天白のこと
天白区の謂れとなった天白社は、天白、天伯、天獏、天縛、天魄の字を当て、その社は川の近辺、橋の袂に祀られることが多く、水の神、農耕神ともいわれていました。伊勢の天白社の祭神は、土着の麻績(おみ)の神(麻績とは機織の神)、あるいは天の白羽神を祀ることが多く、帛は、神に供える絹の織物のことで、それが天白となったのだという説もあります。
この天白信仰を各地に広めたのは、伊勢の御師(神人)が、御札を配り、神楽歌を歌って各地に流布させたようで、吉沢の天白社は、北伊勢に多い土着の神、麻績天長白羽神(ながしらはねのみこと)で長白羽命は、織物の神様とされています。長は糸または織物の長さ、白は白色を意味し、羽は羽二重を表すといわれています。田光の天白明神も、土着の神、多比理伎志摩流美神を、天白さんと親しみをこめてよんでいたようであります。
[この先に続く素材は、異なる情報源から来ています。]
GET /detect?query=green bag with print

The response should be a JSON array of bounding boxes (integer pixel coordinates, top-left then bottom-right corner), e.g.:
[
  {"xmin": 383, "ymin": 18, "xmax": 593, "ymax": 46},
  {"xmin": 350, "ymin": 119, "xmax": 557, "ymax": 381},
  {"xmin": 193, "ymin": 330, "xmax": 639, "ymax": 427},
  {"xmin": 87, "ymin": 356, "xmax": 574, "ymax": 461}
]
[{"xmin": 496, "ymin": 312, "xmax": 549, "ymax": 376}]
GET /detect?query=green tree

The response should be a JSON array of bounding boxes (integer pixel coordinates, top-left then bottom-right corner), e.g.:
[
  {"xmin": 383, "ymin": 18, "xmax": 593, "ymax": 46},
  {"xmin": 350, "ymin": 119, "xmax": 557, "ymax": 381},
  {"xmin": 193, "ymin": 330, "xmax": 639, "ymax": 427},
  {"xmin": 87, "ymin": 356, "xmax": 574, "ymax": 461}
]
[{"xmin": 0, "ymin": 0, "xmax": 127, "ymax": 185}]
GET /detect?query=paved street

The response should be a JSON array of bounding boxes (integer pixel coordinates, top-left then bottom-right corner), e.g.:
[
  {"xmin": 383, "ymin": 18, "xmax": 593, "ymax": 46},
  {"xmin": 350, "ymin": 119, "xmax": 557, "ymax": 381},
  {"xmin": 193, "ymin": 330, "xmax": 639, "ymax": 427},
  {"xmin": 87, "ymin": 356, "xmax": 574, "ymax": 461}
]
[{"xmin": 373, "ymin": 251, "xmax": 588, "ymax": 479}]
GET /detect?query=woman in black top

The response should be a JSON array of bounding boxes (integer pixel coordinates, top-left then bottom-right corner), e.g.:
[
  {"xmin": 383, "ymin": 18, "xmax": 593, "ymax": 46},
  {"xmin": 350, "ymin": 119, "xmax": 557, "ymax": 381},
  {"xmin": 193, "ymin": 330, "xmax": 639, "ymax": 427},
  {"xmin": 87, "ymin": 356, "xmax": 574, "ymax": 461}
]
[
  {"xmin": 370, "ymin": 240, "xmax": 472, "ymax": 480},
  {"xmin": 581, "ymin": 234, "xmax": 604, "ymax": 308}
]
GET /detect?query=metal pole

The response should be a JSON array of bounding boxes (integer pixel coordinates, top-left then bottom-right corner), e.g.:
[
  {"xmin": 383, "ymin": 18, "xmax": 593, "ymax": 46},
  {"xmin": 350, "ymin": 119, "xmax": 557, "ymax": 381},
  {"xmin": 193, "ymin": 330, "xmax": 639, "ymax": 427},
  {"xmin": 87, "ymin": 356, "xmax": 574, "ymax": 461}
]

田光では、八風峠に伊勢津彦を祀っていました。この神は、伊勢の土着の国土神で、大和政権に伊勢を追われ、八風を巻き起こして東国へ逃散したと伝えられています。この伊勢津彦も、先の麻績氏も共に伊勢から東国へと移動して、その道筋は尾張、三河、遠江、ここから天竜川沿いの伊那、諏訪、深志(松本平)、善光寺平、佐久平へと移って行ったと伝えられ、この経路は、山国でありながら稲作が早くからはじめられ、麻を作り布を織る技術も進んでいたといわれています。
それに、信州の松本市や長野市には伊勢町という町名の多いことと、この天白信仰の天白社の分布も信州に三二九を数えるほどで、東海、中部地方では一番であります。
これは伊勢の麻績氏の一族が機織りの技術を携え、一方の伊勢津彦は稲作の技術集団を引き連れて、天竜川沿いに伊那谷を北へのぼり棚田を開き、盆地を開拓して信濃の米作りの本になったのだと思われます。